Natural Language Processing (NLP) tools perform best if they are used on the same kind of content on which they were trained and tested. Unfortunately for those in the STM domains, our content has some big differences from the newswire text that is commonly used in the development of most NLP tools. There are some corpora of STM content, but the ones we know of are specific to one domain, such as biomedicine, and will typically consist of abstracts instead of full articles. This is less than optimal because math articles are very different from biomed articles, and articles are very different from abstracts.
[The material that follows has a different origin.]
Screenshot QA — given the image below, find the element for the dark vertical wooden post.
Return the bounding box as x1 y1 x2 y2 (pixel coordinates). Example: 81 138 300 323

To improve this situation, Elsevier is providing a selection of articles from 10 different STM domains as a freely-redistributable corpus. The articles were selected from our Open Access content and have a Creative Commons CC-BY license so they are free to redistribute and use. The domains are agriculture, astronomy, biology, chemistry, computer science, earth science, engineering, materials science, math, and medicine. Currently we provide 11 articles in each of the 10 domains. (We also provide instructions on how to find all of our Open Access CC-BY content.)
For each article in the corpus we provide:
- the XML source,
- a simple text version for easier text mining,
- several versions with different annotations. These include part of speech tags, sentence breaks, NP and VP chunks, lemmas, syntactic constituents parses, wikipedia concept identification, and discourse analysis.
Most of the annotations are automatically created. However, we have identified 10 documents as a default test set. As new annotation types are added, those articles should be the first choice for manually reviewed and corrected test data.
To seed the process of creating manual annotations, Elsevier has commissioned a treebank of the ten full-text articles in the default test set. We hope this corpus and treebank become a valuable resource for NLP, linguistics, and text mining researchers, developers, and users.
In addition to having a wide-ranging STM corpus, we also hope that the content becomes densely annotated with many different types of annotations. Not only would that allow comparison of algorithms for the same type of annotations, it would also allow for the automatic selection of features to be used in creating higher-order annotations.
The corpus currently consists of:
Directory | Description | Count |
---|---|---|
SourceXML | Slightly modfied XML source for published article. | 110 |
SourceText | Readable text extract for easy text mining. | 110 |
CoreSC | Annotations for CoreSC Discourse model. | 110 |
Treebank | Manually created treebank for 10 articles. | 10 |
Stanford | Automatic annotations from Standord Core NLP. | 110 |
GENIA | Automatic annotations from GENIA tools. | 110 |
Wikification | Annotations from Spotlight and similar tools. | 10 |
Elsevier currently has about 12 million articles in a wide range of disciplines. About 600,000 of those are free to read articles. The published PDF version of those articles can be freely downloaded from ScienceDirect for reading. Of those articles, about 15,000 have a CC-BY license which lets you redistribute the PDF, make commercial use of the content, and prepare derivative works. Just don't claim the papers as your work unless you are one of the authors. The corpus is 110 articles selected from those 15,000. They come from 10 domains that are most-published. For the corpus we provide the XML source for the article, as well as various other versions of the text such as the SimpleText format and the various annotated versions. The default test set is 10 articles from the 110, one per domain.